RYANAIR HAS given no indication of the increases in tourist numbers it would provide if the €10 travel tax was to be scrapped, Minister for Tourism Mary Hanafin has told the Dáil.
On Tuesday Ms Hanafin told the Fáilte Ireland annual conference abolition of the controversial tax was “up for consideration”. She repeated calls in the Dáil last month for Ryanair chief executive Michael O’Leary to say what he would do if the tax was removed.
Mr O’Leary had said that if the tax was scrapped he could bring six million extra tourists to Ireland over a five-year period, and increase employment by 6,000.
The airline now says removing the tax is not sufficient, and a reduction in costs at Dublin, Cork and Shannon airports is required, along with a reversal of the Dublin Airport Authority’s 40 per cent price increase at Dublin airport.

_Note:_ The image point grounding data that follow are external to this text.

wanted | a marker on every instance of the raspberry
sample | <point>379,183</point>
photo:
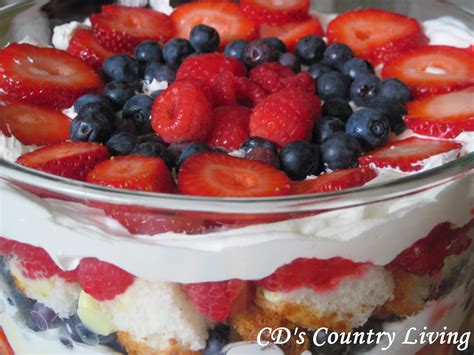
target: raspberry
<point>285,116</point>
<point>230,127</point>
<point>102,280</point>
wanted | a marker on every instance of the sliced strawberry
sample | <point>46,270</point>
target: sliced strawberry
<point>276,12</point>
<point>376,35</point>
<point>32,124</point>
<point>292,32</point>
<point>45,76</point>
<point>444,116</point>
<point>226,17</point>
<point>220,175</point>
<point>133,172</point>
<point>432,70</point>
<point>336,181</point>
<point>407,154</point>
<point>121,28</point>
<point>71,160</point>
<point>83,45</point>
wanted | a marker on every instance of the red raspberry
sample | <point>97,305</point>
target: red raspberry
<point>230,128</point>
<point>102,280</point>
<point>285,116</point>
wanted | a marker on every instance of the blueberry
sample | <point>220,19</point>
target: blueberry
<point>340,151</point>
<point>395,89</point>
<point>333,84</point>
<point>118,92</point>
<point>364,88</point>
<point>204,39</point>
<point>370,127</point>
<point>337,107</point>
<point>176,50</point>
<point>258,52</point>
<point>159,72</point>
<point>356,66</point>
<point>310,49</point>
<point>122,67</point>
<point>337,54</point>
<point>300,159</point>
<point>394,110</point>
<point>324,127</point>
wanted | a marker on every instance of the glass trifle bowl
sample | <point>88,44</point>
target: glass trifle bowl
<point>373,269</point>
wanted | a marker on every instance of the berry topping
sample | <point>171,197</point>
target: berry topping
<point>365,31</point>
<point>407,154</point>
<point>45,76</point>
<point>220,175</point>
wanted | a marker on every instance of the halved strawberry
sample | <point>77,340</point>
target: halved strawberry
<point>121,28</point>
<point>72,160</point>
<point>336,181</point>
<point>292,32</point>
<point>83,45</point>
<point>276,12</point>
<point>216,174</point>
<point>45,76</point>
<point>407,154</point>
<point>32,124</point>
<point>376,35</point>
<point>133,172</point>
<point>433,70</point>
<point>225,17</point>
<point>444,116</point>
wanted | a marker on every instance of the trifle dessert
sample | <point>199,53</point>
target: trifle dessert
<point>222,178</point>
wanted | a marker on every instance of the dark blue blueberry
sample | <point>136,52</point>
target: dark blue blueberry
<point>326,126</point>
<point>258,52</point>
<point>204,39</point>
<point>337,54</point>
<point>176,50</point>
<point>310,49</point>
<point>340,151</point>
<point>337,107</point>
<point>122,67</point>
<point>364,88</point>
<point>235,49</point>
<point>300,159</point>
<point>394,110</point>
<point>395,89</point>
<point>333,84</point>
<point>149,51</point>
<point>370,127</point>
<point>118,92</point>
<point>356,66</point>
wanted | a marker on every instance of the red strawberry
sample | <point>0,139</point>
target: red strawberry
<point>275,12</point>
<point>292,32</point>
<point>32,124</point>
<point>45,76</point>
<point>83,45</point>
<point>121,29</point>
<point>220,175</point>
<point>215,299</point>
<point>182,113</point>
<point>102,280</point>
<point>444,116</point>
<point>225,17</point>
<point>285,116</point>
<point>376,35</point>
<point>230,127</point>
<point>317,274</point>
<point>133,172</point>
<point>407,154</point>
<point>336,181</point>
<point>454,70</point>
<point>71,160</point>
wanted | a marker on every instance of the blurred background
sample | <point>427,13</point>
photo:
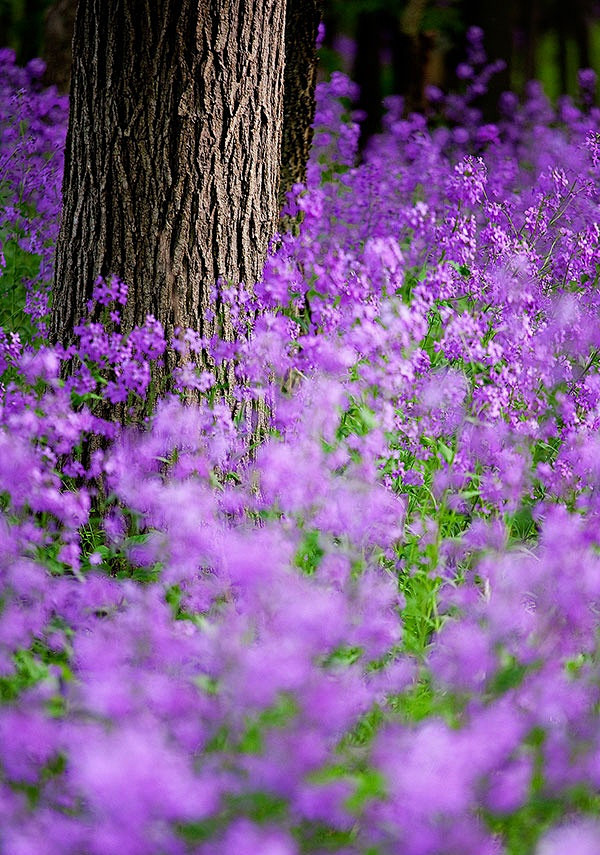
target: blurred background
<point>387,46</point>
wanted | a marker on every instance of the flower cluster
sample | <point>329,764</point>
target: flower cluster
<point>377,632</point>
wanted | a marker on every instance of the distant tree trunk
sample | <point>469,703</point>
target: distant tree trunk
<point>496,18</point>
<point>173,156</point>
<point>6,21</point>
<point>367,73</point>
<point>31,30</point>
<point>301,30</point>
<point>58,35</point>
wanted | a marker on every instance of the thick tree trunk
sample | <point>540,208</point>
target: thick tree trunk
<point>172,157</point>
<point>58,35</point>
<point>301,29</point>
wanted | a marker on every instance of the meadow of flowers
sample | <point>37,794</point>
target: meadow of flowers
<point>376,633</point>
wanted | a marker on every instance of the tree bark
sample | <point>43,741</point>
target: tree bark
<point>301,29</point>
<point>172,158</point>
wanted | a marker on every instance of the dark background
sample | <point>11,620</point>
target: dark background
<point>389,46</point>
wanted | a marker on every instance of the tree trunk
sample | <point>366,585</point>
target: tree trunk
<point>30,31</point>
<point>301,29</point>
<point>172,158</point>
<point>58,35</point>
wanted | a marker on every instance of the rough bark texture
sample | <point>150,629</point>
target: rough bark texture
<point>172,156</point>
<point>58,34</point>
<point>301,29</point>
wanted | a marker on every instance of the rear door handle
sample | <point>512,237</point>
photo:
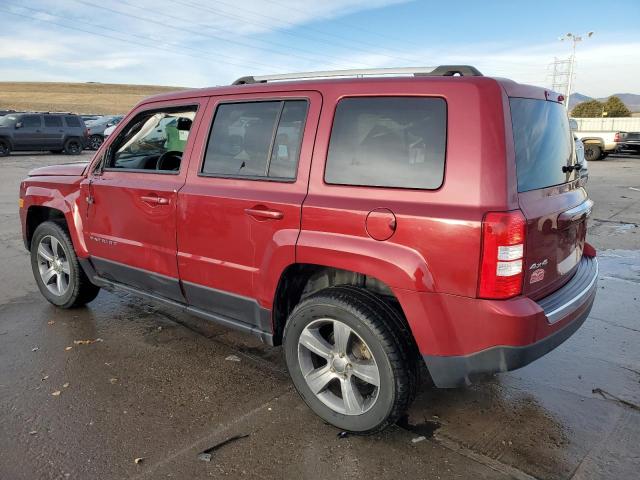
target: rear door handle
<point>154,200</point>
<point>260,212</point>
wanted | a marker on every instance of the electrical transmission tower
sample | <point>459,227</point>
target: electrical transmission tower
<point>561,76</point>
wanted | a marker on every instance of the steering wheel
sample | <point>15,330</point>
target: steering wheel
<point>169,161</point>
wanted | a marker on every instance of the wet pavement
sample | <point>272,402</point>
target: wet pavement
<point>161,386</point>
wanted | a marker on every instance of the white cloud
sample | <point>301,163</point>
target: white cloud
<point>182,45</point>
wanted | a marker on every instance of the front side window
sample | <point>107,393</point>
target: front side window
<point>153,141</point>
<point>52,121</point>
<point>256,139</point>
<point>388,142</point>
<point>31,121</point>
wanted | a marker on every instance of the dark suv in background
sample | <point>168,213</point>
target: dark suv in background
<point>57,132</point>
<point>96,128</point>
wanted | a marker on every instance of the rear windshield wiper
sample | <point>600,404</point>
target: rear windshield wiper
<point>571,168</point>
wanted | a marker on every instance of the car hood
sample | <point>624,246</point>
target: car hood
<point>65,170</point>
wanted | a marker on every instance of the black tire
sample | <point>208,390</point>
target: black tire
<point>5,148</point>
<point>80,290</point>
<point>379,327</point>
<point>592,152</point>
<point>95,141</point>
<point>73,146</point>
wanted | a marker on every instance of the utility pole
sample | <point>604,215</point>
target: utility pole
<point>575,39</point>
<point>560,74</point>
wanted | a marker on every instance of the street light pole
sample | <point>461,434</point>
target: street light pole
<point>575,39</point>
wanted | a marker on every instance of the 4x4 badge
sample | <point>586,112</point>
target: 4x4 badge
<point>539,264</point>
<point>537,276</point>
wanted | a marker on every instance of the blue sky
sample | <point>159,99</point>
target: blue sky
<point>199,42</point>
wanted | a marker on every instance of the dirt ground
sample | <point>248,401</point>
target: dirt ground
<point>165,387</point>
<point>99,98</point>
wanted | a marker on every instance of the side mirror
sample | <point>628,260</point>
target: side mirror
<point>573,125</point>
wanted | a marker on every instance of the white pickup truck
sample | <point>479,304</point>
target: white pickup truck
<point>597,145</point>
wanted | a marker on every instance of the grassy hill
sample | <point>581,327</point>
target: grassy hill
<point>102,98</point>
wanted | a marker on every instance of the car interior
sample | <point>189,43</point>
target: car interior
<point>153,141</point>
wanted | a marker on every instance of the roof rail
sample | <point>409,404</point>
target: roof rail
<point>441,71</point>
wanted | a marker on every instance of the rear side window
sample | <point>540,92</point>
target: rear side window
<point>72,121</point>
<point>52,121</point>
<point>31,121</point>
<point>388,142</point>
<point>543,143</point>
<point>256,139</point>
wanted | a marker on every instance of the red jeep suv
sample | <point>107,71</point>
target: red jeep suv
<point>370,224</point>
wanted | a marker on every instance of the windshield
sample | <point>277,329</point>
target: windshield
<point>543,143</point>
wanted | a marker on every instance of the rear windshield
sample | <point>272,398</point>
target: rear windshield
<point>388,142</point>
<point>543,143</point>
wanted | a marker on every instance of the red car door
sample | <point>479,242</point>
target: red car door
<point>239,212</point>
<point>131,224</point>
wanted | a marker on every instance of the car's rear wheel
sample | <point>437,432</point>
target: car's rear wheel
<point>73,147</point>
<point>348,360</point>
<point>56,269</point>
<point>5,148</point>
<point>95,141</point>
<point>592,152</point>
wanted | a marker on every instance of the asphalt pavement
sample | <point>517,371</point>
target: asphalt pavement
<point>126,389</point>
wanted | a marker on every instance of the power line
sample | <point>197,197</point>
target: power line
<point>337,20</point>
<point>277,44</point>
<point>129,41</point>
<point>293,25</point>
<point>183,29</point>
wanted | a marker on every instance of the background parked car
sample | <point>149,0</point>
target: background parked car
<point>96,129</point>
<point>630,143</point>
<point>109,130</point>
<point>597,145</point>
<point>90,118</point>
<point>58,132</point>
<point>579,146</point>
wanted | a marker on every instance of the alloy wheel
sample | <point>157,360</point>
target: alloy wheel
<point>53,265</point>
<point>338,366</point>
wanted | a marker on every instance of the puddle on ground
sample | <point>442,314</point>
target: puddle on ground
<point>425,429</point>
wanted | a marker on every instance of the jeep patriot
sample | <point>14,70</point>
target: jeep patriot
<point>372,224</point>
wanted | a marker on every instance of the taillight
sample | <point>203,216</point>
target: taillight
<point>501,263</point>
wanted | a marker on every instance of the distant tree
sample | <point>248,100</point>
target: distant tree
<point>616,107</point>
<point>590,108</point>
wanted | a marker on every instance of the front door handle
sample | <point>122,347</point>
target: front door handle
<point>260,212</point>
<point>154,200</point>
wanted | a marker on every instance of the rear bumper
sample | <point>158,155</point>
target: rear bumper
<point>564,312</point>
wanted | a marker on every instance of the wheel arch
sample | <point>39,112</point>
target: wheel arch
<point>301,280</point>
<point>38,214</point>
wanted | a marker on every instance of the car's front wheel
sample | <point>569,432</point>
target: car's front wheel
<point>56,269</point>
<point>349,360</point>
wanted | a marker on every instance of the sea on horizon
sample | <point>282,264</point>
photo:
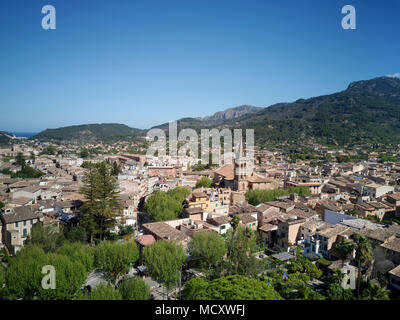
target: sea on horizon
<point>24,134</point>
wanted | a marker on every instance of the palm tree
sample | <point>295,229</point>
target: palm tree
<point>363,255</point>
<point>234,224</point>
<point>375,292</point>
<point>344,248</point>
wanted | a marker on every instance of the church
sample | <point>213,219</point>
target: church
<point>240,175</point>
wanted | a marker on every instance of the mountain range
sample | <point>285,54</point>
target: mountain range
<point>365,112</point>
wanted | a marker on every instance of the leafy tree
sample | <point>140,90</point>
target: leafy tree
<point>255,197</point>
<point>116,168</point>
<point>116,258</point>
<point>77,234</point>
<point>101,292</point>
<point>84,154</point>
<point>229,288</point>
<point>241,247</point>
<point>363,255</point>
<point>344,249</point>
<point>86,165</point>
<point>304,265</point>
<point>79,253</point>
<point>374,291</point>
<point>20,160</point>
<point>33,157</point>
<point>179,194</point>
<point>27,172</point>
<point>164,260</point>
<point>2,281</point>
<point>204,182</point>
<point>208,247</point>
<point>70,277</point>
<point>50,150</point>
<point>335,291</point>
<point>23,275</point>
<point>163,206</point>
<point>102,205</point>
<point>134,289</point>
<point>47,237</point>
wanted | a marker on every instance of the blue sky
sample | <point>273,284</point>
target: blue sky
<point>146,62</point>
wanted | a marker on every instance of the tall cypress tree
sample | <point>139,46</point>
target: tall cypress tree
<point>102,205</point>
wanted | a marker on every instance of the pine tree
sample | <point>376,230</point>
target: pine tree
<point>102,205</point>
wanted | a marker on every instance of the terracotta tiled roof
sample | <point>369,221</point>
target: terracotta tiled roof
<point>227,171</point>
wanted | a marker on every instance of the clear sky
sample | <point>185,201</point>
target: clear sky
<point>146,62</point>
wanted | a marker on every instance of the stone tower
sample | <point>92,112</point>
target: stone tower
<point>241,164</point>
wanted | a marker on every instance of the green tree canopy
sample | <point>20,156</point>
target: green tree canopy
<point>204,182</point>
<point>164,260</point>
<point>208,248</point>
<point>102,205</point>
<point>373,291</point>
<point>134,289</point>
<point>163,206</point>
<point>255,197</point>
<point>241,247</point>
<point>77,234</point>
<point>78,252</point>
<point>101,292</point>
<point>48,237</point>
<point>23,275</point>
<point>115,258</point>
<point>70,277</point>
<point>229,288</point>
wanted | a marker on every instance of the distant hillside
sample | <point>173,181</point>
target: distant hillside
<point>217,118</point>
<point>366,112</point>
<point>232,113</point>
<point>6,139</point>
<point>87,132</point>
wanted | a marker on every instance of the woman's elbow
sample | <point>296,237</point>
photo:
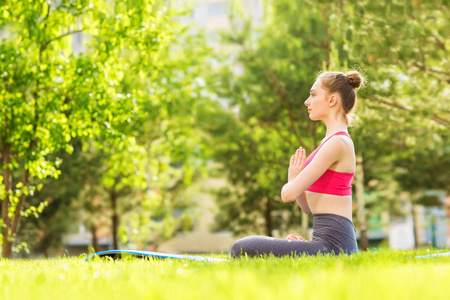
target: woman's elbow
<point>286,195</point>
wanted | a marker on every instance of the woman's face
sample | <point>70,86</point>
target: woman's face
<point>317,103</point>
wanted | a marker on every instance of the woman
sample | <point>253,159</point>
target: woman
<point>321,184</point>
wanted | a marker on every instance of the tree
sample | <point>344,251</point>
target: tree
<point>49,94</point>
<point>393,43</point>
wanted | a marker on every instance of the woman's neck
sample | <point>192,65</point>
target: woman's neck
<point>334,126</point>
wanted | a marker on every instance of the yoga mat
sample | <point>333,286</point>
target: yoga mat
<point>142,254</point>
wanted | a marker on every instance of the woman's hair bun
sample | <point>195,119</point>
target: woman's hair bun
<point>354,79</point>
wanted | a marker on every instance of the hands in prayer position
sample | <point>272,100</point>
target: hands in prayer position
<point>296,163</point>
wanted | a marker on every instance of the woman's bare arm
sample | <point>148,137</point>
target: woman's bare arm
<point>329,154</point>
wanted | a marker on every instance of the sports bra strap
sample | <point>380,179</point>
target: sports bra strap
<point>337,133</point>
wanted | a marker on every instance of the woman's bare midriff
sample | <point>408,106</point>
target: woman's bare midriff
<point>330,204</point>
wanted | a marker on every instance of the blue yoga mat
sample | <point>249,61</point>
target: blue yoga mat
<point>142,254</point>
<point>434,255</point>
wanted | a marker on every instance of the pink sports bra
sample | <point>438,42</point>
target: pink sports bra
<point>331,182</point>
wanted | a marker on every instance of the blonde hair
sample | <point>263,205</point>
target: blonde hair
<point>345,85</point>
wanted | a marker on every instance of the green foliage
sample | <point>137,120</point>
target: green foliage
<point>403,112</point>
<point>323,277</point>
<point>128,93</point>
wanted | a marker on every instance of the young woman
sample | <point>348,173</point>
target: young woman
<point>321,184</point>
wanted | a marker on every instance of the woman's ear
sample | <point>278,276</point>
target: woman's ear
<point>333,100</point>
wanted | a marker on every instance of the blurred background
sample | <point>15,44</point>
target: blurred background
<point>168,125</point>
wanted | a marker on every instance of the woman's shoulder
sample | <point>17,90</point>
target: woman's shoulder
<point>340,144</point>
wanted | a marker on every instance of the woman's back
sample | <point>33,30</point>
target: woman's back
<point>320,201</point>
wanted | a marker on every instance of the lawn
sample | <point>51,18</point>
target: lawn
<point>372,275</point>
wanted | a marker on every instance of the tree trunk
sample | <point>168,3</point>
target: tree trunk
<point>268,217</point>
<point>7,177</point>
<point>17,214</point>
<point>115,218</point>
<point>94,238</point>
<point>361,212</point>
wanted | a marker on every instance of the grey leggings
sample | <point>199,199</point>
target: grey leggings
<point>331,234</point>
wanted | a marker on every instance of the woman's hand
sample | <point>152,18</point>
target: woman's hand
<point>295,238</point>
<point>296,163</point>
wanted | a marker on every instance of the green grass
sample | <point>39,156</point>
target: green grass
<point>373,275</point>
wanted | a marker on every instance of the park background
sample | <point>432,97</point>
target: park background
<point>167,125</point>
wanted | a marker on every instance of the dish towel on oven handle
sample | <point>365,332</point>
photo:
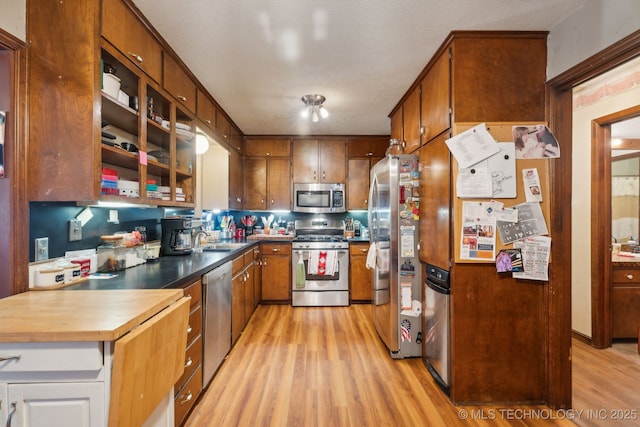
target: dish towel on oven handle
<point>301,274</point>
<point>313,264</point>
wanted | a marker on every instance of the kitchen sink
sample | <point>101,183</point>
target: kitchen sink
<point>222,247</point>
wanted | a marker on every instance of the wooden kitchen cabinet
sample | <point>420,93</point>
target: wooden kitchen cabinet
<point>236,181</point>
<point>435,203</point>
<point>319,160</point>
<point>178,83</point>
<point>276,272</point>
<point>435,112</point>
<point>65,126</point>
<point>396,124</point>
<point>192,375</point>
<point>242,291</point>
<point>123,29</point>
<point>625,300</point>
<point>363,154</point>
<point>360,277</point>
<point>267,183</point>
<point>82,373</point>
<point>205,109</point>
<point>479,77</point>
<point>270,147</point>
<point>411,121</point>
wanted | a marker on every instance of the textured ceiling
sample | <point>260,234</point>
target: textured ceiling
<point>259,57</point>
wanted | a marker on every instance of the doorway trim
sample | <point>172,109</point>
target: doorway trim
<point>601,310</point>
<point>559,115</point>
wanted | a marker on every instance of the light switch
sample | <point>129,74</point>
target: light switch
<point>42,249</point>
<point>75,230</point>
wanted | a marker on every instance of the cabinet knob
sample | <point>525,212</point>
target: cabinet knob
<point>16,358</point>
<point>187,398</point>
<point>136,57</point>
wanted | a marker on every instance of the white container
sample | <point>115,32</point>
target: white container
<point>48,276</point>
<point>123,98</point>
<point>111,84</point>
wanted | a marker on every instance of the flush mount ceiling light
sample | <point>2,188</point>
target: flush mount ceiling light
<point>314,108</point>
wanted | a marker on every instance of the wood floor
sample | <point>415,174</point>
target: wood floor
<point>327,367</point>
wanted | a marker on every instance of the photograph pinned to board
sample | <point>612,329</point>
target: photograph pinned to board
<point>509,260</point>
<point>535,258</point>
<point>530,223</point>
<point>3,121</point>
<point>535,142</point>
<point>472,146</point>
<point>493,177</point>
<point>531,182</point>
<point>478,237</point>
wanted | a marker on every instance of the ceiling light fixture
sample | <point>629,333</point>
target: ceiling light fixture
<point>314,108</point>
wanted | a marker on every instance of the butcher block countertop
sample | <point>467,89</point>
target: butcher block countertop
<point>93,315</point>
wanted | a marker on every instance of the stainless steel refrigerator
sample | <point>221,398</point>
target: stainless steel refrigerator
<point>394,203</point>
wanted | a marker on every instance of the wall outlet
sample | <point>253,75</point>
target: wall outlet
<point>75,230</point>
<point>42,249</point>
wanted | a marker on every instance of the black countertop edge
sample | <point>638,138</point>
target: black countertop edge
<point>172,271</point>
<point>167,272</point>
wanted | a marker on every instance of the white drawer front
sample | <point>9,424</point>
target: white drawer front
<point>50,356</point>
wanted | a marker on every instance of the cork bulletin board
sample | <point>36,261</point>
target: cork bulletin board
<point>501,132</point>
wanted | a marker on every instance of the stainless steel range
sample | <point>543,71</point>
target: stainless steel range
<point>320,264</point>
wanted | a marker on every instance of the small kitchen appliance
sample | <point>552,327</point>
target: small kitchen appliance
<point>176,236</point>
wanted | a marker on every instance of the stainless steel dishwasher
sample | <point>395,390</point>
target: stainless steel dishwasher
<point>217,315</point>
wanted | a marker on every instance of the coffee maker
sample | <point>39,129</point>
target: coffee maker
<point>176,236</point>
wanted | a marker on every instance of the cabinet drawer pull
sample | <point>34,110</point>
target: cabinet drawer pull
<point>187,398</point>
<point>136,57</point>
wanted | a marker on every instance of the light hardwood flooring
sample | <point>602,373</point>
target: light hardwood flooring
<point>606,385</point>
<point>327,367</point>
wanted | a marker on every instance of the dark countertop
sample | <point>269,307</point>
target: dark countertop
<point>171,271</point>
<point>167,272</point>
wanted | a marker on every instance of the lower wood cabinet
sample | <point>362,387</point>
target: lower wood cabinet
<point>276,272</point>
<point>360,277</point>
<point>242,293</point>
<point>188,388</point>
<point>625,302</point>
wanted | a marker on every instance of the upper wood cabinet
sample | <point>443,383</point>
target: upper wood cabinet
<point>435,115</point>
<point>178,83</point>
<point>435,202</point>
<point>65,127</point>
<point>124,30</point>
<point>267,183</point>
<point>396,124</point>
<point>411,121</point>
<point>262,147</point>
<point>205,109</point>
<point>323,160</point>
<point>363,154</point>
<point>236,181</point>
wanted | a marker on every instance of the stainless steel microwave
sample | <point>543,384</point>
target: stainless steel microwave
<point>318,198</point>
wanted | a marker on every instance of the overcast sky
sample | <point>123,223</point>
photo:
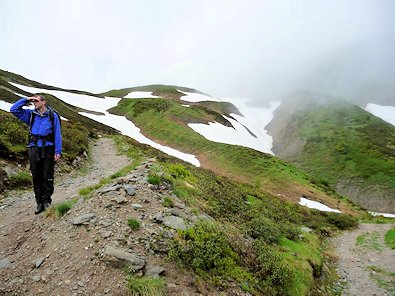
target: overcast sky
<point>255,49</point>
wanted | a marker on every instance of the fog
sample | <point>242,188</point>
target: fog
<point>260,50</point>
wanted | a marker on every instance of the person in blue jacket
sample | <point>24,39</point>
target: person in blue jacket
<point>45,145</point>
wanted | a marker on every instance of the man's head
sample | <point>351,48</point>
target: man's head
<point>39,101</point>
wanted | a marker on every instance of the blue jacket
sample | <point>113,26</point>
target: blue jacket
<point>42,124</point>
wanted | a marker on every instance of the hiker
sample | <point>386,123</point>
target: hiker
<point>45,145</point>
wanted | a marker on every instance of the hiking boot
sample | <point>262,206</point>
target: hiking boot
<point>40,209</point>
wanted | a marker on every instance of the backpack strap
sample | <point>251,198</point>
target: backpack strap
<point>51,136</point>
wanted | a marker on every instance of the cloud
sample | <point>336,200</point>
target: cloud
<point>252,49</point>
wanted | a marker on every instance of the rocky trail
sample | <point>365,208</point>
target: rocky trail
<point>365,264</point>
<point>85,252</point>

In the Dáil yesterday the Minister said “Ryanair has indicated what it would provide if the travel tax and the increased charges at Dublin airport, Shannon airport and Cork airport were reversed, but has not indicated what it would provide if only the travel tax was involved.”
She told Fine Gael spokesman Jimmy Deenihan she had asked the airlines “to indicate to me what they could give me in return for the removal of the tax”.
Ms Hanafin said the €80 million the tax was expected to bring in this year would be hard to replace.